Maybe all of this Halloween candy is making me sluggish, clogging my neurons with hydrogenated pseudo-chocolate. If chocolate is chemically similar to sex, then what is this low-grade candy bar stuff? Perhaps the equivalent of those late night chat line infomercials, scantily clad women from the 90's lounging by the pool, just waiting for your call. I managed to write a poem today, a haiku mind you, and not a very good one, but still, better than nothing. The worst part about being sick but not feeling sick, is that you can't seem to do anything but don't know why. Just a minute ago I nearly threw my camera into the sink because I was doing one thing and thinking of another. These kinds of mistakes can be costly.
Perhaps it is just seasonal. The real impetus for writing this poem was rather roundabout. Somehow I ended up flipping through "Turtle Island," by Gary Snyder. It's been long enough since I last read it that I'd completely forgotten the extent to which it influenced me when I first received it. Recently, I spent an evening picking through everything I have written since I was 18. I should clarify that there really was not a lot of material for a six year period, but there was a lot of really bad poetry. I was genuinely puzzled by much of it; I had no idea what I must have been thinking when I wrote several of these completely unintelligible pieces. Today, however, it all fell into place. There was definitely a period of time where I fancied myself as a miniature Snyder in the making, full of Beat vitality and socio-enviro-consciousness. These overly abstract poems of mine were a rather faithful imitation of Snyder's style on the outside, while perhaps lacking any of the depth or aesthetic appeal. It's nice to have that sorted out; it's never good to harbour too much disdain towards your past self.

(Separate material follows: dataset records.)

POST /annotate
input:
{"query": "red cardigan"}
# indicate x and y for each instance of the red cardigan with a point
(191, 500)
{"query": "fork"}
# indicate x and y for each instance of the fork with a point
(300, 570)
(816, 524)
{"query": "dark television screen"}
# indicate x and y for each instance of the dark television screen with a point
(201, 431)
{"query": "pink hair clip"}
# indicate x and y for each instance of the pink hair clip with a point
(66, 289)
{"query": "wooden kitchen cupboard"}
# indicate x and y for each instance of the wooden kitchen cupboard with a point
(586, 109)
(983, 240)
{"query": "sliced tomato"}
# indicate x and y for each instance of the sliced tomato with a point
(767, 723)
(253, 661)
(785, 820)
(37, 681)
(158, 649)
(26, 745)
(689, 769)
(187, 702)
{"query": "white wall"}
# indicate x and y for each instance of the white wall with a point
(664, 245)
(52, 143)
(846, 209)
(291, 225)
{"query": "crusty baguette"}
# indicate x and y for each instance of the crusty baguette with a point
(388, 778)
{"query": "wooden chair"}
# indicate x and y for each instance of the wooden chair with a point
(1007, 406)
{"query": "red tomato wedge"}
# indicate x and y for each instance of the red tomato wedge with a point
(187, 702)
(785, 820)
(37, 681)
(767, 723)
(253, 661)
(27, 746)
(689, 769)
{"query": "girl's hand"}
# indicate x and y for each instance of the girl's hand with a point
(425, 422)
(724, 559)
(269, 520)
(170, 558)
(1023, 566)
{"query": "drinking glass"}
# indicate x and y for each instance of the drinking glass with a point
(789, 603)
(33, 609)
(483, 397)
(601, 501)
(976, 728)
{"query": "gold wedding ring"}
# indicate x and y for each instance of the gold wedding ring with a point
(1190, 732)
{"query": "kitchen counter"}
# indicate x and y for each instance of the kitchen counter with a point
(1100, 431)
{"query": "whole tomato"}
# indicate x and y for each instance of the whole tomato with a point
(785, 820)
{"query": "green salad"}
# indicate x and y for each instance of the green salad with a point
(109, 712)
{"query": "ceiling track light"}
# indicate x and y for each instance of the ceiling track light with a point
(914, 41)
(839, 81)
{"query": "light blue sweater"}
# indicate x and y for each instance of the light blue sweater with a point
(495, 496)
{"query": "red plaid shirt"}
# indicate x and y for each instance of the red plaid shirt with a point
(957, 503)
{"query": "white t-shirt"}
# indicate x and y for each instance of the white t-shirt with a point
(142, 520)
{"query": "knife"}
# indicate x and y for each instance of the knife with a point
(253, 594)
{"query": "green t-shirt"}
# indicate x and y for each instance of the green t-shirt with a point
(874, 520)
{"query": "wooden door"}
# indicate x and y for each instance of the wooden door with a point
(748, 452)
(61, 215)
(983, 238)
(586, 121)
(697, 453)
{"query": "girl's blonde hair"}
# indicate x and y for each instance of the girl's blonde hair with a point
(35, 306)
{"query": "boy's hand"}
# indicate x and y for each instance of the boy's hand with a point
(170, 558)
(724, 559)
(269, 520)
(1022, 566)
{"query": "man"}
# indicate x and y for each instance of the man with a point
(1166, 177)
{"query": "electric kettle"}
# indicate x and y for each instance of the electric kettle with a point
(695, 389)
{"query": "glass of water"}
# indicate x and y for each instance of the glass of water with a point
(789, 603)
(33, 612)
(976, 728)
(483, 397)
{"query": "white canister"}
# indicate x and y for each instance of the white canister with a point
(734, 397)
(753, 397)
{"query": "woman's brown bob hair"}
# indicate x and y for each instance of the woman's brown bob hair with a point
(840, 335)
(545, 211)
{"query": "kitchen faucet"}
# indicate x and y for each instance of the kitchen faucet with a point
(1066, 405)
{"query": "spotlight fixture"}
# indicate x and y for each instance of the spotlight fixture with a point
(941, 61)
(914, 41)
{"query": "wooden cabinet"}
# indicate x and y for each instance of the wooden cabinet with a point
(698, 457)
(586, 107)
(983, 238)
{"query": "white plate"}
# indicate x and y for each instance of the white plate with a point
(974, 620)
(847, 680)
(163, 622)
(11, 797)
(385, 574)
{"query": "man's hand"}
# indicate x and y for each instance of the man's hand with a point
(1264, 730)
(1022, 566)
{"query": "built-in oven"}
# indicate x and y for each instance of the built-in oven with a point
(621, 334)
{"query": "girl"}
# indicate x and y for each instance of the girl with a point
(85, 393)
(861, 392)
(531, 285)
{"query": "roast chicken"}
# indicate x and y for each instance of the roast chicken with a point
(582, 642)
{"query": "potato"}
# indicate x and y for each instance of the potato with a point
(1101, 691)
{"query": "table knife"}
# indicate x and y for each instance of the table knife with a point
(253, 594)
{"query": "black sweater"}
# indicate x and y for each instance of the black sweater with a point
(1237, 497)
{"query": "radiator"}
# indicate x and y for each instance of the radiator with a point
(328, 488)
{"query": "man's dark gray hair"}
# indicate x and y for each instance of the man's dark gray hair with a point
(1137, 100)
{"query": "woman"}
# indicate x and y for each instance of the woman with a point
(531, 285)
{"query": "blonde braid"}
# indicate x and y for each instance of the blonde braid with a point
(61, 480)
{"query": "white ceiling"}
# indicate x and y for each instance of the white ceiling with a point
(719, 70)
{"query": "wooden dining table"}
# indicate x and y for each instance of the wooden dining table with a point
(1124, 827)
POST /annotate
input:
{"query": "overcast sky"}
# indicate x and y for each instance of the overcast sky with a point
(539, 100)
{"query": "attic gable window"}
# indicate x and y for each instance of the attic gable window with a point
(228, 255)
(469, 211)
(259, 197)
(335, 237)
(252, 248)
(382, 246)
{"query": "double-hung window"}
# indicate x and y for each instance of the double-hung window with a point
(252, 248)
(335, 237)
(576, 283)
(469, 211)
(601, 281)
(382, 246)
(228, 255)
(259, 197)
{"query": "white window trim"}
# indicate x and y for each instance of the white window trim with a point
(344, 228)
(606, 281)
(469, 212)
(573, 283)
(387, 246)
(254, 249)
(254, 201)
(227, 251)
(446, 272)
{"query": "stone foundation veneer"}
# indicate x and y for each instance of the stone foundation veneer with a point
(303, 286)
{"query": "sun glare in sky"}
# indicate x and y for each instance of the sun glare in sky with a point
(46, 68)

Amongst the many seasonal ailments, I would like to nominate nostalgia for further study. Just because something strikes in all seasons, doesn't mean it isn't seasonal. Nostalgia can overtake you with little notice, catapulting you into debilitating fits of reverie. Symptoms include a distant gaze, uncontrolled relaxation of the facial muscles, sighing, and the pronounced inability to gauge whether the people you are talking to really care all that much about the content of school lunches in times of yore.
Perhaps it is the disorienting changes accompanying each seasonal transition that trigger bouts of nostalgia. Times of change make us more acutely aware of the passage of time; the finality of fallen leaves is far more dramatic than their day-to-day greenness in the summer months. In seeing a time passing, we are reminded of times preceding it, looking back through it as a new lens, like trying on a new pair of sunglasses. Whatever the exact cause, there is hope for nostalgics everywhere. Treatment includes getting out of the house and avoiding photos.